Over the past few weeks I’ve been looking through some of my older books, specifically to see what’s needed in order to prepare some of them for re-release. Out of which has come two thoughts. The first is, ‘wow, did I write that?’- where I’ve discovered something I have absolutely no recollection of researching. And the second – well, it’s ‘umm…did I write THAT?’
It’s kind of ironic. At the time I was producing stuff that seemed just fine. My publishers thought so. So did the reviewers. But looking back now.
Uh – well, it’s still fine, it’s perfectly readable. But truth be told, I might do it differently today.
It was Ernest Hemingway who suggested that all writers are apprentices – even those who’ve become fully competent and made writing part of their soul. And he was right.
I’ve been a published author since 1976; I’ve actually published something over 2 million words in 500+ short stories, feature articles, over 50 books, academic papers and a wad of other stuff. I’ve worked professionally as an editor, as a publisher, and I know the business pretty well. And I still make a point, whenever I write, of asking myself whether I can do it better – and looking for ways, actively, of making that happen. It’s important. We never stop learning.

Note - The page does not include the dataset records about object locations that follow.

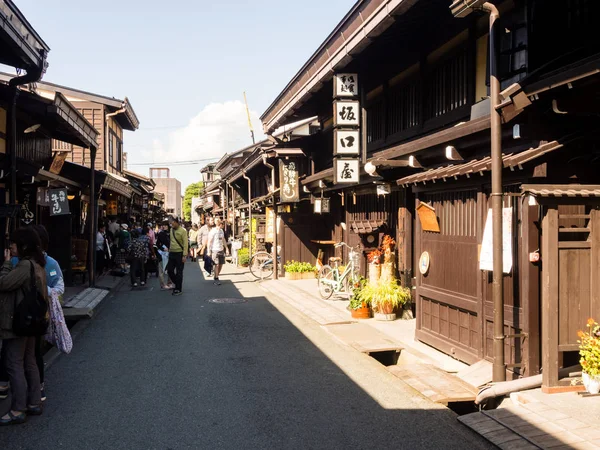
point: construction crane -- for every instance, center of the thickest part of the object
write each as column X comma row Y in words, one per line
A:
column 249, row 120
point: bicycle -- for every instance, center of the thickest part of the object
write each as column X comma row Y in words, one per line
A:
column 261, row 264
column 330, row 280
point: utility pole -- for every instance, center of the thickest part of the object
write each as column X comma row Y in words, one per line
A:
column 249, row 120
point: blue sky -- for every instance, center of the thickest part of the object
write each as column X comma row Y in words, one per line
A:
column 183, row 64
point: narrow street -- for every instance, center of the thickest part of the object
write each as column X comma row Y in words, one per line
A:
column 153, row 371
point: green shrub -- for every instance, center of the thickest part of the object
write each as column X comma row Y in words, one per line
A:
column 243, row 257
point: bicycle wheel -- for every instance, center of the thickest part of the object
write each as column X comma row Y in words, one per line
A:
column 326, row 281
column 261, row 265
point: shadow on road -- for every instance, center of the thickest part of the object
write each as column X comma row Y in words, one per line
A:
column 154, row 371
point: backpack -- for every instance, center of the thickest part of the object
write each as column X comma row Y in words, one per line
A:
column 31, row 315
column 124, row 240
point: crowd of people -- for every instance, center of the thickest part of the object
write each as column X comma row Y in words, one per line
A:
column 120, row 246
column 129, row 247
column 27, row 267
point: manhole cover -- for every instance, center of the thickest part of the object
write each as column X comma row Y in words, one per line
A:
column 227, row 300
column 142, row 288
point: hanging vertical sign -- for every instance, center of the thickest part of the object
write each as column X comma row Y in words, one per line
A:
column 345, row 113
column 346, row 170
column 59, row 203
column 345, row 85
column 270, row 229
column 347, row 142
column 347, row 132
column 486, row 257
column 288, row 178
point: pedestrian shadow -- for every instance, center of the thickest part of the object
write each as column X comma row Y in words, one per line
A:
column 181, row 373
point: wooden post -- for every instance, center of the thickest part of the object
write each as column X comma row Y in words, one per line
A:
column 550, row 298
column 529, row 289
column 595, row 263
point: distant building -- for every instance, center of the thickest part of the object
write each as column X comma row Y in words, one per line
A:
column 171, row 187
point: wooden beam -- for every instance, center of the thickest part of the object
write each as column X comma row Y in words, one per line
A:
column 529, row 290
column 595, row 263
column 550, row 274
column 441, row 137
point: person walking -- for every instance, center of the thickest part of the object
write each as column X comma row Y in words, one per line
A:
column 162, row 250
column 138, row 255
column 203, row 240
column 124, row 238
column 19, row 351
column 177, row 255
column 193, row 238
column 217, row 246
column 101, row 246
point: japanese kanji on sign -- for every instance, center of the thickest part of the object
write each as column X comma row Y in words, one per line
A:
column 345, row 85
column 346, row 113
column 59, row 203
column 288, row 179
column 346, row 170
column 346, row 142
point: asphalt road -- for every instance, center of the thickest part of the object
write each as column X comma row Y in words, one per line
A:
column 152, row 371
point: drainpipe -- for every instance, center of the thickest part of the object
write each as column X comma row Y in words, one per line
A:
column 462, row 8
column 249, row 212
column 499, row 368
column 232, row 207
column 14, row 83
column 93, row 209
column 275, row 265
column 106, row 128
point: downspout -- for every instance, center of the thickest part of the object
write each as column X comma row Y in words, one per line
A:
column 275, row 265
column 14, row 83
column 499, row 368
column 93, row 209
column 232, row 208
column 106, row 128
column 249, row 212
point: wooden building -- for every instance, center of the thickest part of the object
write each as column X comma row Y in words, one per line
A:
column 423, row 79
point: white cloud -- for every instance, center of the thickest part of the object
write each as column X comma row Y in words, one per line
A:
column 218, row 129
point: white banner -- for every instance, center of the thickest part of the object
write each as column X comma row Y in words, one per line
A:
column 486, row 257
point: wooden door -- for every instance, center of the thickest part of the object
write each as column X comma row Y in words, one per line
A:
column 449, row 295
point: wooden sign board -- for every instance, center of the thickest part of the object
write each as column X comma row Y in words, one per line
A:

Looking back at some of my older stuff, I guess that push has had due effect. It doesn’t make the older stuff bad. It just means I’d do it differently today – better, in my opinion, though maybe not in somebody else’s.
Which brings me to the point. All this happened invisibly, without any huge effort. Why? Because I kept asking those questions. I kept nibbling away at it, every time I sat down to write – incrementally, quietly, and with focus.
You can do that too – it applies at all stages of the writing journey, and is where part of the writers’ learning curve comes from. It’s also straight-forward – it means learning comes as part of the writing process itself, which always makes it more fun.
It produces, in short, invisible improvement. And that, I think, is perhaps the best sort.